Мэри: – Ты правда по этому тоскуешь? По такому одиночеству?
Жюстина: – Это не значит, что я вас всех не люблю. Просто такой у меня характер. Надеюсь, вы понимаете.
Мэри: – Конечно, понимаем. То есть я не уверена, что понимаем до конца, все-таки мы не ты. Я не могу представить себе, как можно прожить в одиночестве сто лет подряд. Но каждому свое.
Диана: – А если бы я жила там с тобой? Тебе ведь хотелось бы, да, Жюстина? Я бы не стала к тебе приставать.
Миссис Пул: – Да уж, все знают, как ты умеешь не приставать. Хоть меня спросите.
Диана: – А вот вас как раз никто не спрашивает.
– Жюстина, с вами все хорошо? – Грета встревоженно смотрела на нее.
– Да… Да, конечно. Мы ведь уже все здесь закончили?
– Если только вам внезапно не пришел в голову план спасения мадемуазель Ван Хельсинг! Нет? Тогда я предлагаю найти наш кэб и вернуться на Принц-Ойген-штрассе.
Жюстина кивнула. Было приятно, что, по крайней мере, выдался случай поговорить по-французски. До сих пор она даже не осознавала, как сильно скучает по родному языку – языку, на котором с ней говорила мама, на котором мадам Франкенштейн учила ее манерам, а Виктор Франкенштейн – наукам, после того как оживил тело Жюстины Мориц. Теперь он вернулся к ней легко и естественно, как дыхание. Говорить и думать на нем было так легко – словно она вернулась в горы Швейцарии и снова вдыхает их прохладный чистый воздух после сырой, тяжелой, пропахшей сажей атмосферы Лондона.

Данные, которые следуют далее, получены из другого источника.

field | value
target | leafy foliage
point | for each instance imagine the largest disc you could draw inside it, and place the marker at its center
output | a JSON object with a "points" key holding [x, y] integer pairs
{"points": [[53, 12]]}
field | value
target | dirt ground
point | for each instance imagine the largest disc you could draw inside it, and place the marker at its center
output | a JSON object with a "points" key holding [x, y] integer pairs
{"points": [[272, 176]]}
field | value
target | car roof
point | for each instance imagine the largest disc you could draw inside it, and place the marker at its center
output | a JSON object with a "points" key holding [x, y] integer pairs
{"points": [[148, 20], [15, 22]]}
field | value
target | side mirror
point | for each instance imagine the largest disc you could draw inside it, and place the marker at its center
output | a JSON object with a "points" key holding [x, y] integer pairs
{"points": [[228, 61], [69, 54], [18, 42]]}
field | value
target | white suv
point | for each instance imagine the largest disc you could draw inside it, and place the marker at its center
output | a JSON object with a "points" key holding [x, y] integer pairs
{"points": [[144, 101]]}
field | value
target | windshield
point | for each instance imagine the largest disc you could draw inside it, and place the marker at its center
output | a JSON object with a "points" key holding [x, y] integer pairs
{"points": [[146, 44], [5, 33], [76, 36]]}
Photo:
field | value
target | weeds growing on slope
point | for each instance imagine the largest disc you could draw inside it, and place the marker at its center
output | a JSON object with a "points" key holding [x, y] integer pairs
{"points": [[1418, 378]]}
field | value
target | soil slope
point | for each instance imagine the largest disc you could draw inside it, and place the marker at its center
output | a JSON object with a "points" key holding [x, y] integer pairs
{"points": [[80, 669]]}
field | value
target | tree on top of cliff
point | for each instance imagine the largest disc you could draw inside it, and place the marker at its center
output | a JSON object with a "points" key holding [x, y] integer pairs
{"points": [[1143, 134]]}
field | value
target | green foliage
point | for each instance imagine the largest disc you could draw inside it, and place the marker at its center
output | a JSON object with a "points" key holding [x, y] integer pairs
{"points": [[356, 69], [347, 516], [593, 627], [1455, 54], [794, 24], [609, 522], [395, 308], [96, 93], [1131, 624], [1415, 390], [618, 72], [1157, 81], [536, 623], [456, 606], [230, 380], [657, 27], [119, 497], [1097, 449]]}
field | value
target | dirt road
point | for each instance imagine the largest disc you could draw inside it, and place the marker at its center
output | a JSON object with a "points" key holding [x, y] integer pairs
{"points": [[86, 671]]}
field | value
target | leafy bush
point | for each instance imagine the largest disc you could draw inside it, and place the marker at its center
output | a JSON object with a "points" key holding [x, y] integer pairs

Она спустилась по лестнице вслед за Гретой, перешагнув через пьяного, валявшегося на площадке второго этажа. Они нашли кэб там, где оставили его ждать, – в глухом переулке за несколько кварталов. Вскоре они уже вновь катили по мощеным венским улицам.
По пути Жюстина разглядывала в окно многоквартирные дома и фабрики этой части города. Затем повернулась к Грете.
– Так откуда же ты узнала, где император держит ночью свой носовой платок?
Грета рассмеялась.
– Ночь – самое подходящее время, чтобы его стащить. Как сказала бы вам мадам Нортон, носовой платок императора с его личной меткой может оказаться полезным во многих случаях! Например, если нужно уверить кого-нибудь, что вы его тайная любовница, а значит, в некотором смысле доверенное лицо. Только не думайте, будто я вытащила платок прямо у него из-под головы! Его в это время в постели не было. У служанок есть свои преимущества: в платье горничной можно зайти куда угодно, никто и внимания не обратит. Но, пожалуй, я не стану вам больше ничего рассказывать, Жюстина, хотя я неплохо разбираюсь в людях и вы похожи на человека, которому можно доверить любую секретную информацию. Понимаете, я не хочу злоупотреблять доверием мадам. Она… в общем, она спасла нам жизнь – мне и сестре.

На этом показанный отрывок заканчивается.